In most cases British customers are buying goods or services from offshore divisions of the internet groups, not their British arms.

What they earned, and what they kept

Figures from the companies' American filings suggest that the five made revenue of £12.2billion in Britain in 2010 from British consumers and advertisers.

On the basis of their global profit margins for the year, that would mean profits for the five from sales to British customers would have amounted to almost £2.5billion.

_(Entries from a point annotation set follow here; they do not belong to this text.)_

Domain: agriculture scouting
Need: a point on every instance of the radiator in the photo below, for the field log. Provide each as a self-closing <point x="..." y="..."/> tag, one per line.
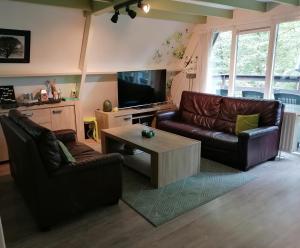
<point x="288" y="138"/>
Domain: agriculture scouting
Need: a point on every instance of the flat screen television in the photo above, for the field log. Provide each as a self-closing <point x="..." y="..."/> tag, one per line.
<point x="138" y="88"/>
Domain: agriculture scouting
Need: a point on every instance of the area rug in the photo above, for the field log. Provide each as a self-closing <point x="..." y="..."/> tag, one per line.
<point x="161" y="205"/>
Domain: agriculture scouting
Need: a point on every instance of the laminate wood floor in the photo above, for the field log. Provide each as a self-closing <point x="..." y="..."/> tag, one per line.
<point x="263" y="213"/>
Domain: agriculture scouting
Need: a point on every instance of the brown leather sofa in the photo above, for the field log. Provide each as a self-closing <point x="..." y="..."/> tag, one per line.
<point x="53" y="188"/>
<point x="212" y="118"/>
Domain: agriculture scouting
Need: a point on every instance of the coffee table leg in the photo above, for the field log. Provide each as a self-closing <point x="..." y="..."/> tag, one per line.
<point x="154" y="170"/>
<point x="174" y="165"/>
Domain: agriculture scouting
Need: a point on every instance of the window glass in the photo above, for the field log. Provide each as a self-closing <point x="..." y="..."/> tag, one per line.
<point x="220" y="62"/>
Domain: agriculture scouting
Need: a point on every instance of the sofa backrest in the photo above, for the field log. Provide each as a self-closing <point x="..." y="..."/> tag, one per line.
<point x="45" y="139"/>
<point x="199" y="109"/>
<point x="220" y="113"/>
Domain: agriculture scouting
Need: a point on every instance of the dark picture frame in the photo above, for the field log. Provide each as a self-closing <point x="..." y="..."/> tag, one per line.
<point x="14" y="46"/>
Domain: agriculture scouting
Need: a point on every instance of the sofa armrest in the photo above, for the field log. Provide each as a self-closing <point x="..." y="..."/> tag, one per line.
<point x="91" y="164"/>
<point x="258" y="145"/>
<point x="257" y="132"/>
<point x="65" y="135"/>
<point x="166" y="115"/>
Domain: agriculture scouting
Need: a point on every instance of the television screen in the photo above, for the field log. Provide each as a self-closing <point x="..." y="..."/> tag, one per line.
<point x="136" y="88"/>
<point x="7" y="95"/>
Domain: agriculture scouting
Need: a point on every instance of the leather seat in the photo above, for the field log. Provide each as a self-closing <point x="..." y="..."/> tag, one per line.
<point x="53" y="188"/>
<point x="211" y="138"/>
<point x="212" y="119"/>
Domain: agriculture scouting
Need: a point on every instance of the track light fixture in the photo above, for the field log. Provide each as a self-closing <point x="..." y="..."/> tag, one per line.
<point x="131" y="12"/>
<point x="115" y="17"/>
<point x="144" y="6"/>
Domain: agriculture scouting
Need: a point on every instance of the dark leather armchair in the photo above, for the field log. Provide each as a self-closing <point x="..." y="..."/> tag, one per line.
<point x="52" y="188"/>
<point x="212" y="119"/>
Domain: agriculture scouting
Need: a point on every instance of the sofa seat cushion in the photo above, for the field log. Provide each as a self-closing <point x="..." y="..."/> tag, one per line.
<point x="199" y="111"/>
<point x="269" y="112"/>
<point x="209" y="138"/>
<point x="81" y="152"/>
<point x="45" y="139"/>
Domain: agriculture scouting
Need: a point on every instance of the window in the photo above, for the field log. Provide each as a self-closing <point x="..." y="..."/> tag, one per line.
<point x="251" y="61"/>
<point x="220" y="62"/>
<point x="286" y="80"/>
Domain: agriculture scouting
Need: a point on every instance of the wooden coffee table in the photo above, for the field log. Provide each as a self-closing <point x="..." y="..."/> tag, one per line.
<point x="173" y="157"/>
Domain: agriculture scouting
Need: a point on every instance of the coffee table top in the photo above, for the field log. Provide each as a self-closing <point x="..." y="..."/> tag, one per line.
<point x="162" y="141"/>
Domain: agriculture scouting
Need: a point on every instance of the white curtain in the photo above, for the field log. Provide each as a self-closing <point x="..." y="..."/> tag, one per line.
<point x="199" y="46"/>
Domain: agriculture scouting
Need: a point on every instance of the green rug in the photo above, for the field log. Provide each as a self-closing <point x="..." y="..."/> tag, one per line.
<point x="161" y="205"/>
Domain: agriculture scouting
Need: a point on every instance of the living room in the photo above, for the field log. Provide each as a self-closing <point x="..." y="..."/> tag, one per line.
<point x="149" y="123"/>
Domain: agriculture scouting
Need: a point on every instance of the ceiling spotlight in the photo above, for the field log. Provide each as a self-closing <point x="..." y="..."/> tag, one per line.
<point x="115" y="17"/>
<point x="144" y="6"/>
<point x="131" y="12"/>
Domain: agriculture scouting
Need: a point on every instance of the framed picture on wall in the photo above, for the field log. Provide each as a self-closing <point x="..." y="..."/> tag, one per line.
<point x="14" y="46"/>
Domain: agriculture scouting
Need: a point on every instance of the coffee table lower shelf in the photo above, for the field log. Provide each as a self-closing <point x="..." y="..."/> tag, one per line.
<point x="167" y="165"/>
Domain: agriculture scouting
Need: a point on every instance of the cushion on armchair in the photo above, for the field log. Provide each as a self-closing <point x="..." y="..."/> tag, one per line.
<point x="246" y="122"/>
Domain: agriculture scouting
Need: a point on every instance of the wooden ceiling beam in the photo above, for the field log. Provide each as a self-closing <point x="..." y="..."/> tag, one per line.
<point x="242" y="4"/>
<point x="189" y="9"/>
<point x="164" y="15"/>
<point x="290" y="2"/>
<point x="77" y="4"/>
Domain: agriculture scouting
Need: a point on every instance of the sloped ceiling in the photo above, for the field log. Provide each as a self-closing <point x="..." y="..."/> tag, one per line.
<point x="193" y="11"/>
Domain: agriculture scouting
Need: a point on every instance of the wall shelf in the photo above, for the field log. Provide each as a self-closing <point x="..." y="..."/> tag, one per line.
<point x="39" y="74"/>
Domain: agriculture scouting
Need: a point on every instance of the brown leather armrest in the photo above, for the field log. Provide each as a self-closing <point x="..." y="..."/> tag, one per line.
<point x="66" y="135"/>
<point x="167" y="115"/>
<point x="99" y="161"/>
<point x="257" y="132"/>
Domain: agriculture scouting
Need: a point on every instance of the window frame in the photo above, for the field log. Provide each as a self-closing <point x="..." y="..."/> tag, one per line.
<point x="271" y="26"/>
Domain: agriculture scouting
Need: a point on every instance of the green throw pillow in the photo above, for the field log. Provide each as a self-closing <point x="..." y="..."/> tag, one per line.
<point x="246" y="122"/>
<point x="66" y="153"/>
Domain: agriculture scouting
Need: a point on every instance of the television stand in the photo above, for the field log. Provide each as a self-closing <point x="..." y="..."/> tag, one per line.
<point x="144" y="106"/>
<point x="124" y="117"/>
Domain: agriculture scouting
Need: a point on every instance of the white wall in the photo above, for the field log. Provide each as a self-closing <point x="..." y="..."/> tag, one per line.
<point x="129" y="44"/>
<point x="97" y="89"/>
<point x="56" y="36"/>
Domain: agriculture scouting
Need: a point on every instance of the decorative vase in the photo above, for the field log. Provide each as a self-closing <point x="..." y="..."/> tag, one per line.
<point x="107" y="106"/>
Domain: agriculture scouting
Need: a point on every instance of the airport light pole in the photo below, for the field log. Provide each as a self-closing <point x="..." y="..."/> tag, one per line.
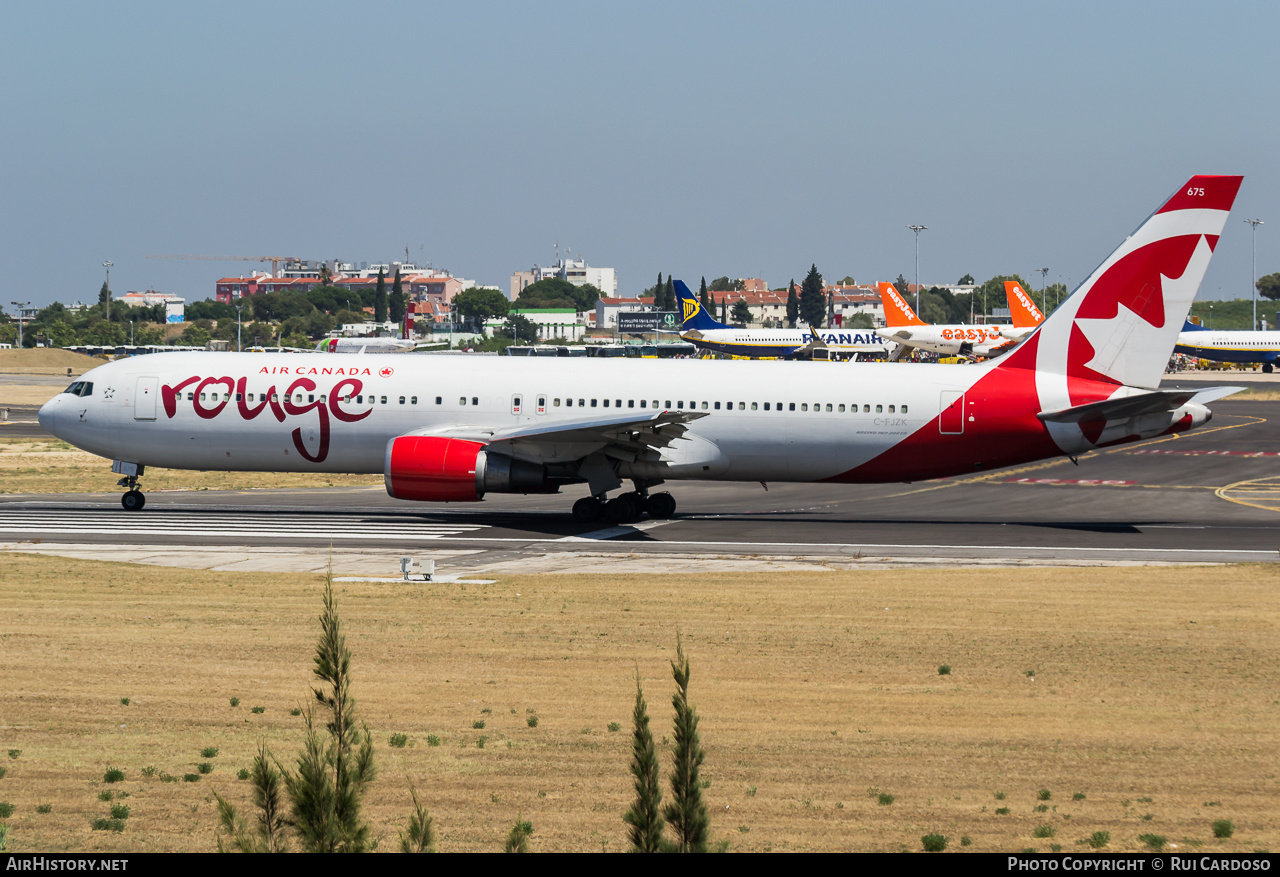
<point x="106" y="264"/>
<point x="1255" y="223"/>
<point x="918" y="229"/>
<point x="22" y="306"/>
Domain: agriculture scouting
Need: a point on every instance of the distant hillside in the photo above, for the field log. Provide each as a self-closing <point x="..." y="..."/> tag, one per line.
<point x="46" y="361"/>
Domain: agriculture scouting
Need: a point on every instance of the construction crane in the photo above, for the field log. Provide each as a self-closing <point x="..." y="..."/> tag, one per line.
<point x="275" y="260"/>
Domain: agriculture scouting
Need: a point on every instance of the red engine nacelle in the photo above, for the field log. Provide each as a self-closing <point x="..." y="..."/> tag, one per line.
<point x="433" y="469"/>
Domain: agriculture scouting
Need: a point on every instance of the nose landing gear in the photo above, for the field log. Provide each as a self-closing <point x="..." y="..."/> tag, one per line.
<point x="133" y="499"/>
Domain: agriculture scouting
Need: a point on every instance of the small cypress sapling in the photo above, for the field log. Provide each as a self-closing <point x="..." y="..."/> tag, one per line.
<point x="686" y="813"/>
<point x="645" y="813"/>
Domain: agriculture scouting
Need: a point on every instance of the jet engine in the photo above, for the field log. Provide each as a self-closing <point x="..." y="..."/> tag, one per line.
<point x="433" y="469"/>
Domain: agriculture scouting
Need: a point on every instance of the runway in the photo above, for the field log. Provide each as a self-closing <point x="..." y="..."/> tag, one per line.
<point x="1212" y="496"/>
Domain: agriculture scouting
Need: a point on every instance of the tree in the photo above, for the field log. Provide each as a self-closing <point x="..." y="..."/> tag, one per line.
<point x="686" y="813"/>
<point x="380" y="298"/>
<point x="813" y="300"/>
<point x="328" y="788"/>
<point x="645" y="813"/>
<point x="397" y="306"/>
<point x="1269" y="286"/>
<point x="480" y="305"/>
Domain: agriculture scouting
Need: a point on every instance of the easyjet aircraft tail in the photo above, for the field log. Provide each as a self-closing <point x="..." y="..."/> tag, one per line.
<point x="693" y="314"/>
<point x="1022" y="309"/>
<point x="897" y="313"/>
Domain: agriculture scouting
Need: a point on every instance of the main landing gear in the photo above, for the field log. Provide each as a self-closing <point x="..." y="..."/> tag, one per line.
<point x="133" y="499"/>
<point x="625" y="508"/>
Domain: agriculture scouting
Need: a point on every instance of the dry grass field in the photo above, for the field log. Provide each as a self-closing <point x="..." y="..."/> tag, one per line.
<point x="1141" y="700"/>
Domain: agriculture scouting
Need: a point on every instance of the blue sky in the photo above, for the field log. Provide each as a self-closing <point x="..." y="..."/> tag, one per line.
<point x="696" y="138"/>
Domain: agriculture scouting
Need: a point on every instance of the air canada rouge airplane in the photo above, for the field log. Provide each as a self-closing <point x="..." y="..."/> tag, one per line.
<point x="452" y="429"/>
<point x="977" y="341"/>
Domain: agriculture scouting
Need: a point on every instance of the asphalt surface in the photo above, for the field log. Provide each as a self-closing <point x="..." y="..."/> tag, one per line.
<point x="1210" y="496"/>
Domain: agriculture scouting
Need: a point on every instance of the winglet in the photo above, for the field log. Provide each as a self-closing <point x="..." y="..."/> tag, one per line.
<point x="897" y="313"/>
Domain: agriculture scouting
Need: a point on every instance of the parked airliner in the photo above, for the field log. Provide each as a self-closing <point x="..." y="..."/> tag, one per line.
<point x="1230" y="346"/>
<point x="452" y="429"/>
<point x="707" y="333"/>
<point x="908" y="329"/>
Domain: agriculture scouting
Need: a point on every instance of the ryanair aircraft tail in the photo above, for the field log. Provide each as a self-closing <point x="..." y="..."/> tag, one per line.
<point x="694" y="315"/>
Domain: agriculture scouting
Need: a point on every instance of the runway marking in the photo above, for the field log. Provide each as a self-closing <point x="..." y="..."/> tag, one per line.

Corporation tax at 28 per cent would have seen them pay £685million.Instead, subsidiaries established by the five in Britain paid just over £19million in 2010, or 0.8 per cent.

Facebook, Google and Apple base their European operations in Ireland, where the corporation tax rate is half the UK's, while Amazon and eBay base theirs in Luxembourg.

Facebook said it could not comment because it was in a closed period before its American listing.

Google said it had an obligation to shareholders to ‘set up a tax efficient structure'. EBay said: ‘We comply fully with all applicable tax authorities and regimes.' Amazon said: ‘We have a single European headquarters in Luxembourg.'

Apple declined to comment.

In 2010 just five companies  paid just £19.3 million in tax compared to a  reasonable estimate of £685 million  that might have been owing.  That means that the tax gap with regard to these companies,  on my basis of calculation, would be some £666  million.  It is quite possible that on HMRCs' basis of calculation it would be zero.

Now you can see how we came up with such different estimates.

Now I think you can also see who is, very obviously, and very logically, right.

I think it is time for that debate be considered over,   but I have a strong suspicion that some small minds in the Treasury will cling to it  for some time yet.